I was curious
if you include images? If not, are you considering doing
so, and what's stopping you? If so, how do you pick them?
we haven't done this on our "Test DVD" this summer even though this is
easily possible.
Well, easily means: It is easy for the format, but the problem is to choose
the images. Emmanuel Engelhart (Kiwix, he is also part of the openZIM team)
has made some perl scripts for that.
We didn't do it for two reasons:
Lack of time, because even though the tools exist, it's a lot of work.
Searching through the articles, get all the image URLs, get the images,
decide in which size to resize them etc...
I could help with generating the list of images to pick, I've done
that work before for the OLPC activity.
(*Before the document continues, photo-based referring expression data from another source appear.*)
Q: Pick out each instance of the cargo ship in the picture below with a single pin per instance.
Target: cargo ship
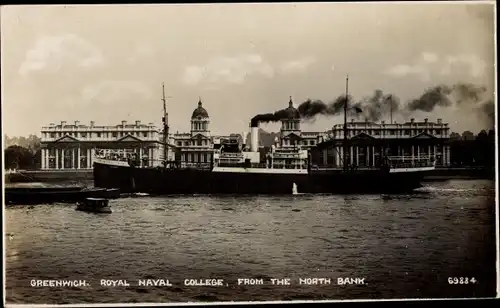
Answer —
(236, 170)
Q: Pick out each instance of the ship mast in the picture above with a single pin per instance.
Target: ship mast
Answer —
(346, 148)
(165, 127)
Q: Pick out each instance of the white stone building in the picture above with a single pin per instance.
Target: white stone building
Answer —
(72, 146)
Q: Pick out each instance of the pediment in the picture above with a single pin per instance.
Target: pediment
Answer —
(67, 138)
(293, 136)
(129, 138)
(423, 136)
(363, 136)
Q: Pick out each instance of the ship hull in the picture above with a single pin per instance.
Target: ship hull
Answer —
(185, 181)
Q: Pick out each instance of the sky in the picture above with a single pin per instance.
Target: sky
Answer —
(107, 63)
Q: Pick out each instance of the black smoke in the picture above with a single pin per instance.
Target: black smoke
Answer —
(487, 112)
(446, 96)
(382, 105)
(371, 108)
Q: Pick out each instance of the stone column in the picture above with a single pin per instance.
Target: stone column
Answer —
(42, 160)
(447, 155)
(373, 156)
(62, 160)
(92, 153)
(339, 157)
(79, 158)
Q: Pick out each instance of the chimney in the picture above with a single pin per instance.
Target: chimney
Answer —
(254, 138)
(244, 137)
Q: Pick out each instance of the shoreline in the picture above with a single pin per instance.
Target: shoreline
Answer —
(86, 175)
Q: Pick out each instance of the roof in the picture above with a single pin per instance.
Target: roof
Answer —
(199, 112)
(291, 112)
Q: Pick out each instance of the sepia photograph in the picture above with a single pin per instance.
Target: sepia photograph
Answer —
(249, 152)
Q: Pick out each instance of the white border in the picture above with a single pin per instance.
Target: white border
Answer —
(275, 302)
(496, 151)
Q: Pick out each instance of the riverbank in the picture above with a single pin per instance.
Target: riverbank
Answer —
(54, 176)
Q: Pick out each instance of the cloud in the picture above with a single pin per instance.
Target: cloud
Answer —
(51, 53)
(430, 64)
(404, 70)
(297, 65)
(116, 91)
(142, 51)
(228, 70)
(473, 63)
I use traffic stats. Traffic
stats (when used appropriately) work quite well for picking which
articles or images to include.
Ben Schwartz can help too, I believe he was responsible for
automatically acquiring and resizing images (and even converting svg
to jpg). He's the other major contributor to the OLPC activity that
still has interest in the general goal of offline Wikipedias.
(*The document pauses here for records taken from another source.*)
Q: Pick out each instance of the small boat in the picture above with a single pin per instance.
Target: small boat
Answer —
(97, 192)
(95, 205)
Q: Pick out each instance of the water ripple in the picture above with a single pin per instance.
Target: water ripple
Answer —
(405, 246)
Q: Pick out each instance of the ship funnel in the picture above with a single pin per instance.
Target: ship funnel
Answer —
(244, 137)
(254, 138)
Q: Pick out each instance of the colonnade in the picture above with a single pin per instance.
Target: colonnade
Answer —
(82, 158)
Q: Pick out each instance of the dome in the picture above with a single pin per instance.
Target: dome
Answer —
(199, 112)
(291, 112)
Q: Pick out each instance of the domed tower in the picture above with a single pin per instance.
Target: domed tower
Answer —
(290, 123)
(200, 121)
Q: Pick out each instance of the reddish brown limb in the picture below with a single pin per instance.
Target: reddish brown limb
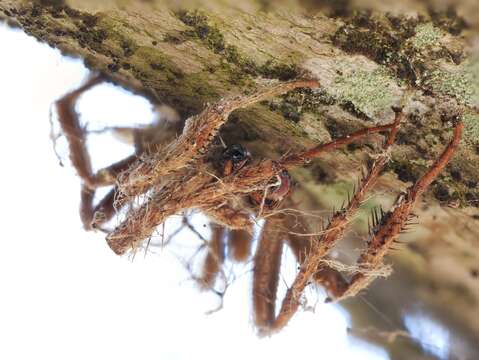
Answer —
(202, 191)
(267, 263)
(197, 135)
(333, 232)
(74, 133)
(239, 244)
(304, 157)
(301, 246)
(80, 158)
(392, 223)
(215, 257)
And the openZIM project is not a publisher of offline
content. We are
developing a stable, efficient format allowing free interchange of contents
between reader applications and devices and providing a GPL'ed sample
implementation of it.
So should I be talking to someone else? Who should I talk to?
Well, we had a "Offline Meeting" at
Wikimania in Buenos Aires this summer
where Samuel Klein was also participating. Our goal is to contribute the
right technology to make all the offline projects able to collaborate.
Currently everyone is reinventing the wheel when it comes to storage of the
content.
Unfortunately, SJ had very little to do with the actual program, which
ended up being created by volunteers not on the wikibrowse mailing
list.
We think that the specific knowledge of the publishers
should be how to
select the content - which content goes where in which form - and not
technical questions such as compression, storage or retrieving the data on
the user's end.
OK, if I shouldn't be talking to you guys, tell me who to talk to.
Yes, selecting content is very difficult. I couldn't get Peru or SJ to
contribute meaningfully to generating a simple blacklist of articles
that should NOT be included on the OLPC activity. (Recall it is being
given to young children!) I ended up making the blacklist myself based
on my own gut feelings. If Peru's board of education or OLPC's
"director of content" couldn't get their act together for this simple
task, expecting others to do this task for you will be a huge
roadblock to getting content out.
Traffic based content is simple and effective and it doesn't involve a
lot of opinions on what should or should not be included.
- Madeleine